At the stroke of midnight on Wednesday, some 13,000 people will connect via internet in yet another attempt to cast a curse on President Donald Trump, this time on the summer solstice. Though spell-casting may seem too absurd to be taken seriously, a rabbinic authority maintains that the ‘witches’ are tapping into Satanism, a disturbing theology making a strong comeback today in the guise of atheism.
The witches are a motley collection with a mixed bag of rituals and beliefs, incorporating the arcane and the religious. The solstice curse calls for colored candles, Tarot cards, and chanting, but also allows for using Cheetos and religious amulets. As irreverent as this may seem, Rabbi Daniel Asore, who investigates the threat Satanism poses today as a member of the nascent Sanhedrin, believes the connection between witchcraft and politics is more relevant – and dangerous – than ever.
“Witchcraft, or its real name, Satanism, is explicitly a power struggle, which is why it is so readily dragged into politics. Satanism, in its essence, pits the adversary against God,” Rabbi Asore explained to Breaking Israel News. “Though this power struggle has been brewing all through history, today, when we are so close to Moshiach (Messiah), the role it is playing in politics could not be more clear.
“The politicians who believe that man can control all aspects of the world are coming from a belief system based in Satanism, whether knowingly or not.”
Rabbi Asore explained how arcane Satanism and modern materialist atheism are surprisingly similar. In both belief systems, nature, not a deity, is the supreme power. There is no God who created or stands above nature, and with no divine spark, man is simply another animal.
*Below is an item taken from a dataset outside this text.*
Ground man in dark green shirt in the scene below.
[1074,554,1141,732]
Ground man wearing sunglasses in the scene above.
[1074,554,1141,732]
“Atheists, like all Satanists, see themselves as the ultimate authority, independent of any higher rule, so morality becomes entirely subjective,” he told Breaking Israel News. “Since the ‘self’ is the center of the universe, they are anarchists, believe in limiting the world population through war, abortion, and non-productive relationships. Nature has usurped God’s eternal aspect, so the individual is the ‘all’.”
The conflict between Satanism and religion over the eternal has an end-of-days implication. Satanists reject the possibility of Messiah and do not believe in a future redemption. Rather, they believe nature itself is infinite, and as such, there was no creation and there will be no Messiah.
A quick glance at the website of the Satanic Temple confirms the rabbi’s claim. The stated mission of the Satanic Temple is to “reject tyrannical authority, advocate practical common sense and justice, and be directed by the human conscience to undertake noble pursuits guided by the individual will”.
Rabbi Asore noted that the rejection of the Bible is common to both atheists and Satanists as a basic tenet, though atheistic Satanism does not believe that Satan actually exists, and they do not worship him. Atheistic Satanism believes each person is his or her own God, and that people should worship themselves. To them, Satan is a symbol of rebellion rather than a literal figure.
“Satanists believe that the Jews created the Bible as a conspiracy to control the consciousness of society,” the rabbi concluded. “Any religion that accepts the Bible as divine, as God teaching man the way the world should be according to the divine will, as a way to transcend nature, is pitted against Satanists and atheists.”